This type of visualization is called a Bar/Category plot and is used to analyze the distribution of categorical variables. The height of the bars displays how many observations occurred with each x value. Taller bars show the more common values of a variable, and shorter bars show less-common values.
3.3.6 Add a few new code cells and use the code snippet from above, to create Category plots for the following variables -
- Survived
- Sex
- Embarked
- SibSp
- Parch
You will need to change the name of the x-variable parameter.
For each plot, add a markdown cell and make some comments about the variable
Next, lets analyze the numerical variables i.e. Age, Fare
3.3.7 Add a new code cell and run the code sns.distplot(data['Age'], color='red', bins=20);
This tells Jupyter to use seaborn (i.e sns) to create a "distribution plot ", using the numerical variable "Age" for the x-axis, and to categorize the variable into 20 bins.
This type of chart is called a Distribution Plot or Histogram - we use this type of chart to analyze the distribution of numeric variables. A histogram divides the x-axis into equally spaced bins and then uses the height of a bar to display the number of observations that fall in each bin. You can set the width of the intervals in a histogram. Taller bars show the more common values of a variable, and shorter bars show less-common values.
Add a new code cell and generate a distribution plot for Fare. To do this, replace data['Age'] with data['Fare'].
Add markdown cells and make a comment for the distribution of each variable.

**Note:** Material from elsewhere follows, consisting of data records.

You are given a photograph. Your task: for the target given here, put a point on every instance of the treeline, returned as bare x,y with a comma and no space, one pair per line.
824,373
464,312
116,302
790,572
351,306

Step 3.4: Visualize relationships between variablesOne of the easiest ways analyze relationships between variables is to use a scatter plot:
3.4.1 Add a new code cell and run the code sns.scatterplot(x="Age", y="Fare",
data=data);
This tells Jupyter to use seaborn (i.e sns) to create a "scatter plot", using the numerical variable "Age" for the x-axis, "Fare" for the y axis.
Scatter Plot
- A scatter plot, also known as a scatter graph or a scatter chart
- It is typically used to display values for two variables of a set of data
- It uses dots to represent the values obtained for two different variables - one plotted along the x-axis and the other plotted along the y-axis.
- There are ways to add a third and fourth dimension to a scatteplot (for eg. the color of the dot)
Let's add a third variable to the scatter plot!
3.4.2 Add a new code cell and run the code sns.scatterplot(x="Age", y="Fare", hue="Survived", data=data);
This tells Jupyter to use seaborn (i.e sns) to create a "distribution plot ", using the numerical variable "Age" for the x-axis, "Fare" for the y-axis and color the dots using the variable "Survived"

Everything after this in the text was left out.